Leukodystrophies, also called inherited white matter disorders, are genetic conditions that damage the brain’s white matter. White matter contains nerve fibres surrounded by insulation, which helps signals travel efficiently through the brain. People with leukodystrophies can develop problems with movement, balance, thinking, vision, seizures or swallowing, and symptoms may worsen over time. These conditions can affect both children and adults.

Leukodystrophies are inherited conditions caused by changes in a person’s genetic make-up. However, despite current NHS genetic testing, more than 40% of people with suspected leukodystrophy remain without a precise genetic diagnosis. This can leave patients and families without clear answers about prognosis, treatment options, inheritance, family planning and access to clinical trials.

In this fellowship, I will study patients and families with unexplained leukodystrophies recruited mainly through UK NHS inherited white matter disorder services. I will re-analyse existing genetic data using updated software tools and use newer technologies, including long-read genome sequencing. Unlike standard sequencing, which reads DNA in short fragments, long-read sequencing reads much larger sections of DNA. This can reveal hidden genetic changes that are difficult to detect using standard methods.

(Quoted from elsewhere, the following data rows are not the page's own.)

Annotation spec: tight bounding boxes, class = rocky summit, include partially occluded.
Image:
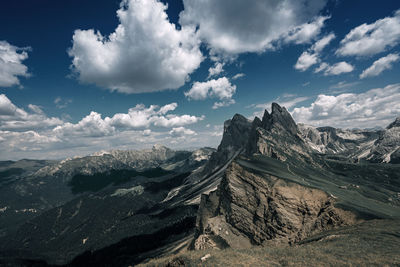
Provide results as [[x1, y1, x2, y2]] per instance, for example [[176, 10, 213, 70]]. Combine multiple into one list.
[[0, 103, 400, 266]]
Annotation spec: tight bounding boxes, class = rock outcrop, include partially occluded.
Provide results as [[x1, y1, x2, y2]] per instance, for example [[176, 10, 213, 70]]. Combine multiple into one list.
[[247, 103, 312, 163], [193, 162, 355, 249], [367, 117, 400, 163]]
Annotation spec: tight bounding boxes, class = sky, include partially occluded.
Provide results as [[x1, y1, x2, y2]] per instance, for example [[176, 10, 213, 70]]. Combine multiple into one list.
[[0, 0, 400, 160]]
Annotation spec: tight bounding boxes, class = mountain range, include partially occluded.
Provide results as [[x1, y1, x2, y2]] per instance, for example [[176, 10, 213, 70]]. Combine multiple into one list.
[[0, 103, 400, 266]]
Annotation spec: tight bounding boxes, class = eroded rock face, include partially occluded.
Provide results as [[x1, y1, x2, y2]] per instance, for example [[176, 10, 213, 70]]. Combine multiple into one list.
[[247, 103, 312, 163], [367, 118, 400, 163], [193, 162, 355, 249]]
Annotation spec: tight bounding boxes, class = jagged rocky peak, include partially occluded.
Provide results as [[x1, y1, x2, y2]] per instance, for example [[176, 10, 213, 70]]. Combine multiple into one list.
[[218, 114, 251, 154], [246, 103, 311, 162], [386, 117, 400, 129], [193, 162, 355, 250], [367, 117, 400, 163], [262, 103, 298, 135]]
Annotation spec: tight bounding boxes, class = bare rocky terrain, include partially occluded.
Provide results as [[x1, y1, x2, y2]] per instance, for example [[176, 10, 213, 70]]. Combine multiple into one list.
[[0, 103, 400, 266]]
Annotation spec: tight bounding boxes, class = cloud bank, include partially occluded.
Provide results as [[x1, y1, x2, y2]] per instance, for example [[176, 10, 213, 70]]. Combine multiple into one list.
[[0, 41, 30, 87], [68, 0, 203, 93], [292, 84, 400, 128]]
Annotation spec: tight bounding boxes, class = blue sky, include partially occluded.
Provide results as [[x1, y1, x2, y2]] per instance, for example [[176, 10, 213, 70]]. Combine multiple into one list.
[[0, 0, 400, 160]]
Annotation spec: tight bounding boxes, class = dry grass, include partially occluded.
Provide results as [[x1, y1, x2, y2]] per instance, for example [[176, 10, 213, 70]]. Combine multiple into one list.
[[140, 220, 400, 267]]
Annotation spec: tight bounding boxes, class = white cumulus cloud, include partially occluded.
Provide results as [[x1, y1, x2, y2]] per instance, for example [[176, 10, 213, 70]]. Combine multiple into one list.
[[208, 62, 225, 78], [336, 10, 400, 56], [185, 77, 236, 109], [0, 94, 63, 131], [53, 103, 204, 137], [294, 33, 335, 71], [294, 51, 319, 71], [315, 61, 354, 76], [169, 126, 196, 137], [360, 54, 400, 79], [69, 0, 203, 93], [292, 84, 400, 128], [180, 0, 327, 55], [0, 41, 30, 87]]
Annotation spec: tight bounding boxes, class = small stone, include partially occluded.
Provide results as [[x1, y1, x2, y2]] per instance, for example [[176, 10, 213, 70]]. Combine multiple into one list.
[[201, 254, 211, 262]]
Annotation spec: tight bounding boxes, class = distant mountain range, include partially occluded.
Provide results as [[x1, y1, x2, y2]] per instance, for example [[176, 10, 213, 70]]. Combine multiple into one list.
[[0, 103, 400, 266]]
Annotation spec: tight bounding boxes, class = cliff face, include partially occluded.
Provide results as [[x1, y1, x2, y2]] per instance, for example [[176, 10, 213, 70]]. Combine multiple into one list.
[[193, 162, 355, 249]]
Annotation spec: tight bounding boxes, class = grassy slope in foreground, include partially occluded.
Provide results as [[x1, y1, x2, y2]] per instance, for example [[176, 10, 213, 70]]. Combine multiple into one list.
[[138, 220, 400, 267]]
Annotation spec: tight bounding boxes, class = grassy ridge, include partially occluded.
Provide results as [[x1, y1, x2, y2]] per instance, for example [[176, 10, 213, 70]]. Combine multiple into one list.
[[138, 220, 400, 267]]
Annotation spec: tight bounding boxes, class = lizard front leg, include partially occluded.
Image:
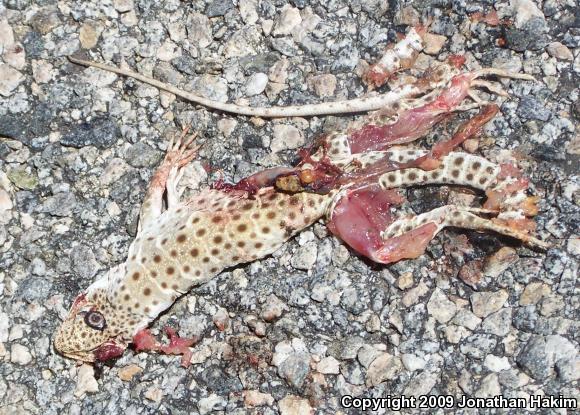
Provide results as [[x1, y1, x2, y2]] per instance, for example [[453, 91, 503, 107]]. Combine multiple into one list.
[[139, 128, 199, 232]]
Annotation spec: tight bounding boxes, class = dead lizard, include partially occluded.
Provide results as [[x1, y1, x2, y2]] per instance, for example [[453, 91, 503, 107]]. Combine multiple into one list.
[[54, 26, 548, 365]]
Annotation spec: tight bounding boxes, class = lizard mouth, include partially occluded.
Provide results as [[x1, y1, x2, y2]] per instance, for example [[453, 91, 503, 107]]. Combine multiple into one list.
[[92, 340, 127, 362]]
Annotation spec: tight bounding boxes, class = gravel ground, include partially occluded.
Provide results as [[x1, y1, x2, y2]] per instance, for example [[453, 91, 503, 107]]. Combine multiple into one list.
[[0, 0, 580, 414]]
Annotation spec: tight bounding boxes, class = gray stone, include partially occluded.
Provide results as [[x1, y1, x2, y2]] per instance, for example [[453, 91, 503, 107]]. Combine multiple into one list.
[[505, 17, 548, 52], [205, 0, 234, 17], [470, 290, 508, 317], [518, 95, 552, 121], [481, 308, 512, 336], [427, 288, 457, 323], [366, 353, 403, 387], [38, 192, 77, 217], [556, 355, 580, 382], [516, 336, 554, 380], [0, 63, 24, 97], [60, 117, 121, 149], [70, 245, 99, 279], [278, 352, 310, 388], [126, 141, 163, 167], [18, 277, 52, 303]]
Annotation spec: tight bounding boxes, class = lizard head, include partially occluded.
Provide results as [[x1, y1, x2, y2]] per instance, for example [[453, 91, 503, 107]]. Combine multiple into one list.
[[54, 266, 136, 362]]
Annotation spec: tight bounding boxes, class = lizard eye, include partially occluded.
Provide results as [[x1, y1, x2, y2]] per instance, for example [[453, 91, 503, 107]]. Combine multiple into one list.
[[85, 311, 107, 331]]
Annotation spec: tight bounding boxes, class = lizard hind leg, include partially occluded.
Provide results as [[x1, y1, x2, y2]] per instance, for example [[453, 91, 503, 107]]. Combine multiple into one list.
[[379, 205, 549, 263], [328, 185, 402, 262]]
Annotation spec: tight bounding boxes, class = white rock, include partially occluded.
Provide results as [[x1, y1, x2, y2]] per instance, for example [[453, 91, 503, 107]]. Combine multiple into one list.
[[470, 290, 509, 317], [0, 188, 14, 214], [113, 0, 133, 13], [424, 33, 447, 55], [0, 312, 10, 343], [427, 288, 457, 323], [197, 393, 226, 415], [143, 386, 163, 402], [270, 124, 304, 153], [366, 353, 403, 387], [246, 72, 268, 96], [268, 57, 290, 84], [401, 353, 427, 372], [8, 324, 24, 342], [10, 344, 32, 365], [272, 4, 302, 36], [223, 26, 262, 59], [546, 42, 574, 61], [453, 309, 481, 330], [0, 16, 14, 53], [483, 354, 511, 372], [546, 334, 578, 362], [243, 390, 274, 407], [475, 373, 501, 398], [308, 74, 336, 97], [167, 20, 187, 43], [187, 13, 213, 48], [75, 363, 99, 398], [0, 63, 24, 97], [316, 356, 340, 375], [271, 340, 294, 367], [401, 281, 429, 307], [218, 118, 238, 137], [2, 43, 26, 70], [32, 59, 56, 84], [290, 242, 318, 270], [278, 395, 313, 415], [157, 40, 181, 62], [79, 21, 102, 49], [83, 68, 118, 89], [238, 0, 258, 25], [510, 0, 545, 29]]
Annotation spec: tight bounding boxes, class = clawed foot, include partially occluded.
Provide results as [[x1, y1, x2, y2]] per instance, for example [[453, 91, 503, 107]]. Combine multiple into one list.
[[133, 327, 199, 367], [164, 125, 201, 168]]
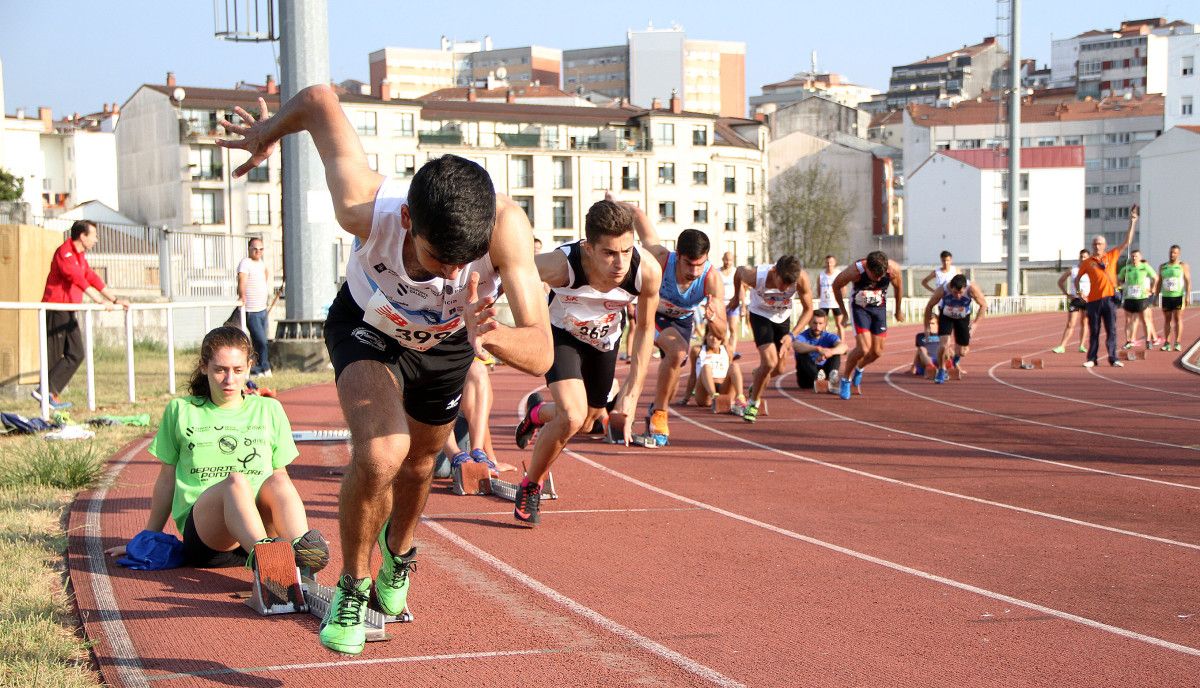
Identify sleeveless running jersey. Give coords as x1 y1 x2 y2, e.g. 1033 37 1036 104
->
550 241 642 351
817 270 840 309
658 251 712 319
941 280 974 319
853 261 892 307
346 179 500 351
696 345 730 382
748 265 796 323
1158 263 1183 297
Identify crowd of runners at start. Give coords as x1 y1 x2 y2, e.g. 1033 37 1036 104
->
112 86 1190 654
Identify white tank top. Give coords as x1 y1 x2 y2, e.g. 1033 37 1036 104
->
817 269 840 309
346 179 500 351
550 241 642 351
696 345 730 382
748 265 796 323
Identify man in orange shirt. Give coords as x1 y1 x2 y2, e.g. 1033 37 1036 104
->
1075 205 1138 367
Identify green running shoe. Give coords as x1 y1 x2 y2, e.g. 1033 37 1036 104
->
376 526 416 616
320 574 371 654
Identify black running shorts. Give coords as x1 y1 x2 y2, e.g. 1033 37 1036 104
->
325 285 475 425
546 325 620 408
750 311 792 351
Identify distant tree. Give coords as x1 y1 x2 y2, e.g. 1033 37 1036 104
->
0 167 25 201
767 164 856 269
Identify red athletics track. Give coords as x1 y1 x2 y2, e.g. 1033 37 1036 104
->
70 313 1200 687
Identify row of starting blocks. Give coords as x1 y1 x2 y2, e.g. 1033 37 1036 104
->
239 542 413 642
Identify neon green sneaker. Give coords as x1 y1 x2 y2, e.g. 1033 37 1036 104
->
320 574 371 654
376 526 416 616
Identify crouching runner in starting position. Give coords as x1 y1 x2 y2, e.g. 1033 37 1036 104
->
221 85 552 654
512 201 662 527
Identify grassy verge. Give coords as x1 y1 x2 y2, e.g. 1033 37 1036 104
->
0 346 332 687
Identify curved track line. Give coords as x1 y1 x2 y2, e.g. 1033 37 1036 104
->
421 519 739 688
772 379 1200 491
564 449 1200 657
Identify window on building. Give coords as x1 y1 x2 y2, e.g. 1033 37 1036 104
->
187 145 224 179
246 162 271 181
512 196 533 227
396 155 416 178
350 110 378 136
192 191 224 225
246 193 271 225
654 121 674 145
620 162 642 191
659 162 674 184
659 201 674 222
512 155 533 189
553 196 574 229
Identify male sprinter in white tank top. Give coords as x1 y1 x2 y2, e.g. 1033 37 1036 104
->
512 199 662 527
220 85 552 654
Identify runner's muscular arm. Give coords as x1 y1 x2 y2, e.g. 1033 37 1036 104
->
217 84 381 238
479 196 552 375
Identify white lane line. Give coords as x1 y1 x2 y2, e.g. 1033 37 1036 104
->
422 507 696 513
564 449 1200 657
772 369 1200 491
988 352 1200 420
424 520 744 688
883 364 1200 456
83 437 150 688
676 393 1200 551
148 650 566 681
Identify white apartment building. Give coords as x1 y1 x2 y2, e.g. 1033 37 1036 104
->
1163 26 1200 130
116 74 767 275
905 145 1085 263
1138 126 1200 264
904 95 1163 244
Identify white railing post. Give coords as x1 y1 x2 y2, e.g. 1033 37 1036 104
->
83 309 96 411
37 306 50 418
125 309 138 403
167 304 175 396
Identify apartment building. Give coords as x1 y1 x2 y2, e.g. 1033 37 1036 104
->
904 95 1164 244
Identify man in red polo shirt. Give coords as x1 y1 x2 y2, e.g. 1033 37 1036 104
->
1075 205 1138 367
34 220 130 408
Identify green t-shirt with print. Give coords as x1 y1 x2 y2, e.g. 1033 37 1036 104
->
1121 262 1157 299
150 396 300 534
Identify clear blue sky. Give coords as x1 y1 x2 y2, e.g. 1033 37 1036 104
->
0 0 1185 116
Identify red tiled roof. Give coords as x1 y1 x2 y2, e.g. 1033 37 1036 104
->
908 94 1163 127
938 145 1084 169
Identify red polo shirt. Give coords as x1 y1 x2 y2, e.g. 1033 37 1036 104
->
42 239 104 304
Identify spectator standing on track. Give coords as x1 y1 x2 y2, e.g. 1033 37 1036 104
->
1158 244 1192 351
1050 249 1088 353
833 251 904 400
108 327 329 572
218 91 552 654
1117 249 1163 349
1075 205 1138 367
920 251 959 292
792 309 846 393
728 256 812 423
40 220 130 408
238 238 275 377
924 275 988 384
817 256 846 339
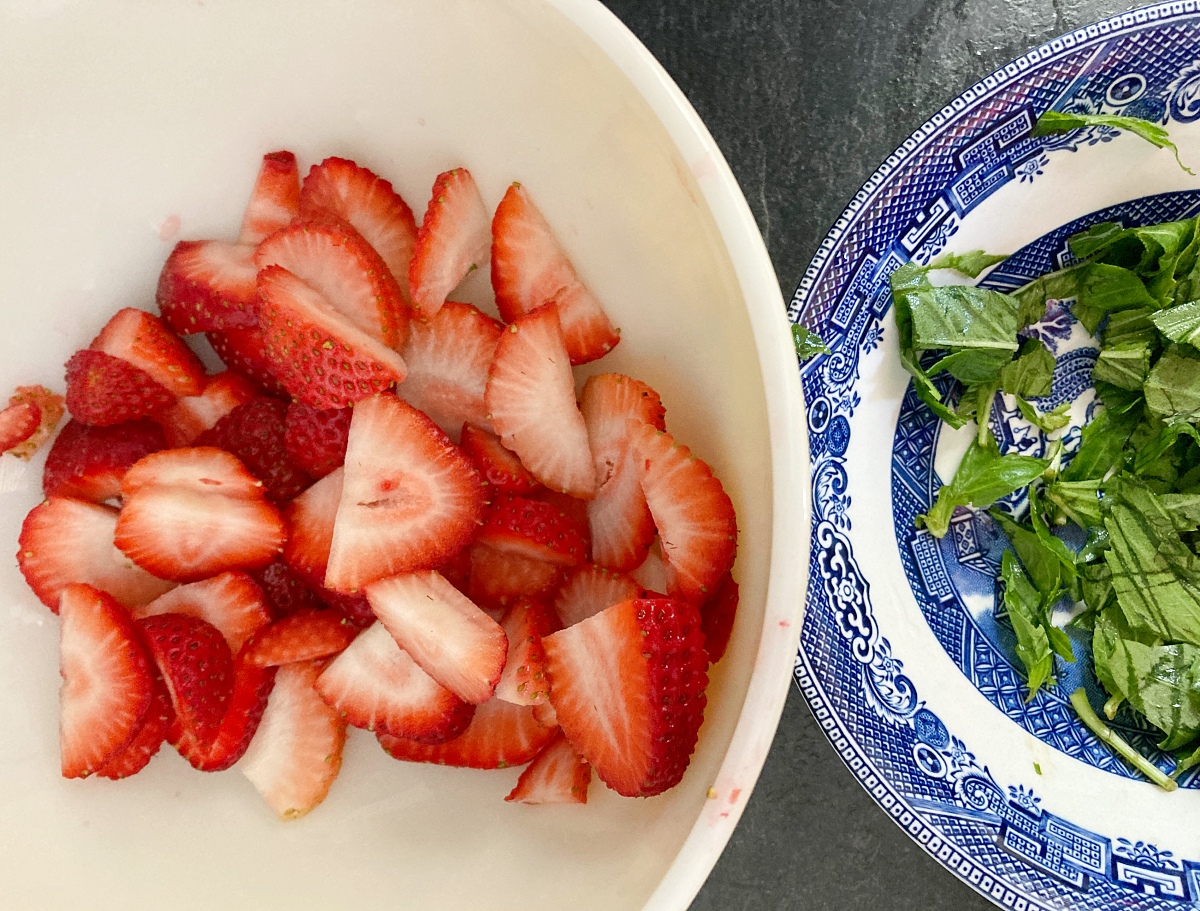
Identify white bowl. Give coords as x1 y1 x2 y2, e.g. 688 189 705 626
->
0 0 809 911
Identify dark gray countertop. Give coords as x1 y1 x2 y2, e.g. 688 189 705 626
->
595 0 1140 911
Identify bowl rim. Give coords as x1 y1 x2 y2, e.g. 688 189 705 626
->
548 0 811 911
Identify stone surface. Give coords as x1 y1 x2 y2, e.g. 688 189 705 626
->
605 0 1129 911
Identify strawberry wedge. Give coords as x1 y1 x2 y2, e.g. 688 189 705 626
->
408 168 492 319
492 184 620 364
366 570 509 706
325 395 482 592
484 305 596 499
542 599 708 797
317 623 475 743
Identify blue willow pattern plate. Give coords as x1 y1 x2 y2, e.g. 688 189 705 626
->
790 1 1200 911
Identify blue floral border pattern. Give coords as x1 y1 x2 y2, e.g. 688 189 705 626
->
788 0 1200 911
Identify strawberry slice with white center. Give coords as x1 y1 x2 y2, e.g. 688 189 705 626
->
300 158 416 300
258 265 408 408
66 349 175 427
114 446 286 582
132 570 271 655
504 735 592 805
156 240 258 335
283 468 346 587
458 424 541 493
238 151 300 244
157 370 258 449
542 600 708 797
496 598 559 706
630 424 738 604
467 541 562 612
476 493 588 567
242 609 359 667
8 385 66 459
366 570 509 706
90 307 204 398
206 328 290 397
241 661 346 820
376 699 558 768
554 563 641 627
58 583 154 778
96 667 175 781
138 613 234 744
17 497 175 613
172 655 275 772
492 184 620 364
0 402 42 452
408 168 492 319
580 373 666 573
484 305 596 499
42 419 167 503
396 301 504 439
254 217 407 348
317 623 475 743
325 395 482 592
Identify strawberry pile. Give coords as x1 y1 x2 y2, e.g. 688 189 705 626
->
14 152 738 819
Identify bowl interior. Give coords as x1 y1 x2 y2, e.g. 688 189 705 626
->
0 0 784 910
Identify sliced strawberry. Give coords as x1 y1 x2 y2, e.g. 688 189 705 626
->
258 265 407 408
630 425 738 604
283 402 353 478
317 623 475 743
460 424 541 493
175 655 276 772
96 666 175 781
377 699 558 768
66 349 175 426
484 306 596 499
325 395 482 592
467 541 562 610
580 373 665 573
300 158 416 300
42 419 167 503
542 600 708 797
397 301 503 438
408 168 492 319
157 370 258 449
250 559 326 618
138 613 234 745
283 468 346 587
366 570 509 706
476 493 588 567
91 307 204 398
254 221 403 348
241 661 346 820
0 402 42 452
114 446 286 582
492 184 620 364
8 386 65 459
554 563 641 627
245 610 359 667
496 598 559 706
504 735 592 804
156 240 258 335
238 151 300 244
193 396 312 503
132 571 271 655
700 573 738 664
208 328 290 397
58 585 154 778
17 497 174 613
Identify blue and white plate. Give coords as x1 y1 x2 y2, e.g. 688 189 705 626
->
790 2 1200 911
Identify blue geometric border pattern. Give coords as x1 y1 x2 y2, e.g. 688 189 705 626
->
788 0 1200 911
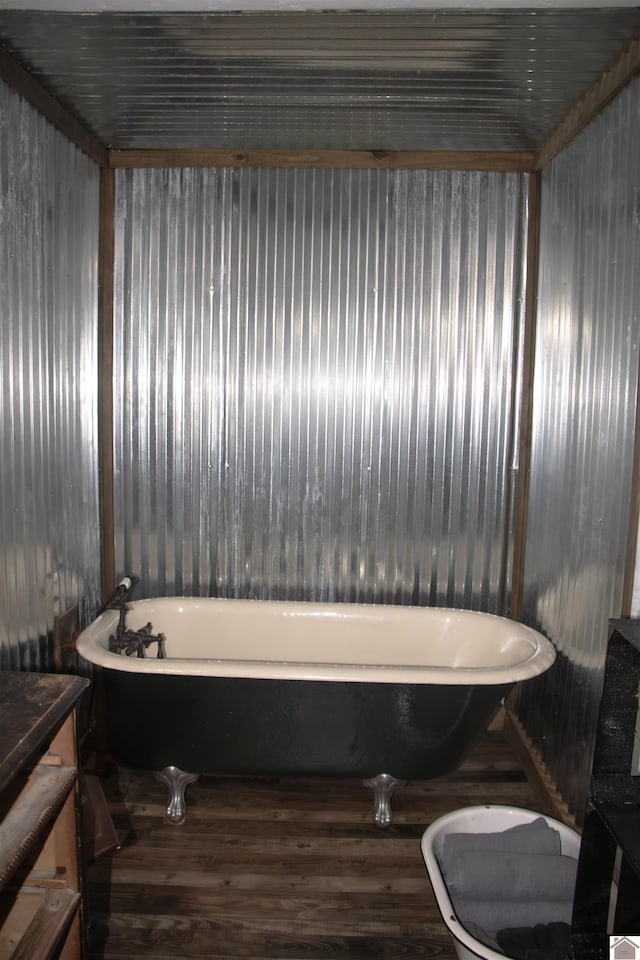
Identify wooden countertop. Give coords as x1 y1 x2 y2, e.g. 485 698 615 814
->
0 671 89 792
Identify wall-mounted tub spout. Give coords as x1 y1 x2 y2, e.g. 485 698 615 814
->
96 575 140 617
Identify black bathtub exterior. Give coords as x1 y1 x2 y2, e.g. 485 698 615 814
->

This work aims to find new diagnoses for patients and families, improve understanding of the genetic causes of leukodystrophies, and identify which patients are most likely to benefit from long-read sequencing.

Because long-read sequencing is still a specialist and resource-intensive test, this project will help identify which patients are most likely to benefit from it and whether it could be used effectively in future NHS diagnostic pathways. It will also support a larger future study using long-read sequencing alongside other techniques, such as RNA sequencing, to further improve diagnosis and understand disease mechanisms.